In what will be a recurring feature on our blog, today we
present our first guest blogger, Dr. Jay Ritter, renowned IPO researcher.
Professor Ritter is the Cordell Professor of Finance at the University of
Florida and has published more than 30 papers regarding equity issuance. Here,
Dr. Ritter discusses the results of his recent research about the shrinking number
of IPOs since 2000.
During 1980-2000, an average of 310 companies per year went
public in the U.S. Since the technology bubble burst in 2000, the average has
been only 99 initial public offerings (IPOs) per year, with the drop especially
precipitous among small firms. Many have blamed the Sarbanes-Oxley Act of 2002
and the 2003 Global Settlement’s effects on analyst coverage for the decline in
IPO activity. Xiaohui Gao, Zhongyan Zhu, and I offer the economies of scope
hypothesis as an alternative explanation. We posit that the advantages of
selling out to a larger organization, which can speed a product to market and
realize economies of scope, have increased relative to the benefits of
operating as an independent firm.
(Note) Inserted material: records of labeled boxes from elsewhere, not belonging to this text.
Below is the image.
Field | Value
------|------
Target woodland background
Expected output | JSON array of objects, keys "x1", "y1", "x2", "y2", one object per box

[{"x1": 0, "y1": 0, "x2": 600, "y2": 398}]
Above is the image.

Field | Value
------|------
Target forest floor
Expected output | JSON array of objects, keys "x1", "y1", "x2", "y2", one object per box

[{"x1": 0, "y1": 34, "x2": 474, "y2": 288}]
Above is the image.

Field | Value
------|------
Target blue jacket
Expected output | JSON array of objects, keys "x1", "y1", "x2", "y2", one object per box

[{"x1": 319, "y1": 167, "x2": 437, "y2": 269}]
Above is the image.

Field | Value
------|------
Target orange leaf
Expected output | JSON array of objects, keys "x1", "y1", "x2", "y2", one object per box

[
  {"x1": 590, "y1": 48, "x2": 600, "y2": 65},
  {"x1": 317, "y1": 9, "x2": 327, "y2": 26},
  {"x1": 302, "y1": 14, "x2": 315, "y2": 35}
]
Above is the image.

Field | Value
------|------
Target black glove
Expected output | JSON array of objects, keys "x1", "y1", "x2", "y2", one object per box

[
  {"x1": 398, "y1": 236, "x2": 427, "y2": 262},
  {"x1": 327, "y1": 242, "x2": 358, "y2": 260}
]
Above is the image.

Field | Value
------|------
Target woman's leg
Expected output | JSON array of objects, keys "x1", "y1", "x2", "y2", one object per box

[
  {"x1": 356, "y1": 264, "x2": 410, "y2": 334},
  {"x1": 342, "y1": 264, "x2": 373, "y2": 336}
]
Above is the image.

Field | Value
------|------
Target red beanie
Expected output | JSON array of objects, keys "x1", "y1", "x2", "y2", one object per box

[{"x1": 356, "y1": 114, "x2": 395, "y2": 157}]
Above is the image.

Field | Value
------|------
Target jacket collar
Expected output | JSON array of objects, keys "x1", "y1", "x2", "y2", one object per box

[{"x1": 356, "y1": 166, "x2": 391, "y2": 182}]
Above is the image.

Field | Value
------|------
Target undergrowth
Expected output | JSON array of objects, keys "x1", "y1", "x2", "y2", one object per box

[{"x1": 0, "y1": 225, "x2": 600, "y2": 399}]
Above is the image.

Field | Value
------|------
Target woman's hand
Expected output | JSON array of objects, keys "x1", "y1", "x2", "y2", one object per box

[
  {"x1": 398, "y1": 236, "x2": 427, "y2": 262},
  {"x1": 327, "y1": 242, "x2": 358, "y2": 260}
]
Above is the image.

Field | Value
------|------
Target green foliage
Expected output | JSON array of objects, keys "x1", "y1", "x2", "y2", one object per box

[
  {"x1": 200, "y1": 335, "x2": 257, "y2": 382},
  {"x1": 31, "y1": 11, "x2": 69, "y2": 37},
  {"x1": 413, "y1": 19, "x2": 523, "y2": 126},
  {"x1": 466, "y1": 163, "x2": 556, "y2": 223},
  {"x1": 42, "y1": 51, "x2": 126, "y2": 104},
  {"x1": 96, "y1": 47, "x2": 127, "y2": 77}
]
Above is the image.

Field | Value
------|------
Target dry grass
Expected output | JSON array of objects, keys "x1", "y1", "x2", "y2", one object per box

Consistent with this hypothesis, we document
that small company IPOs have had declining profitability and an increasing
likelihood of being involved in acquisitions, either as an acquiring firm or as
a target. Both the profitability trend and the acquisition trend started in the
early 1990s.
Alternatively stated, the reason that few small high-tech
companies have been going public rather than selling out to a larger firm in a
“trade sale” is that getting big fast is more important than it used to be.
Remaining as an independent firm and growing organically is not the
profit-maximizing strategy for most startup tech firms because it takes too
long. Thus, the decline of small company IPOs is not a private market versus
public market issue, but is instead a big company versus small company issue.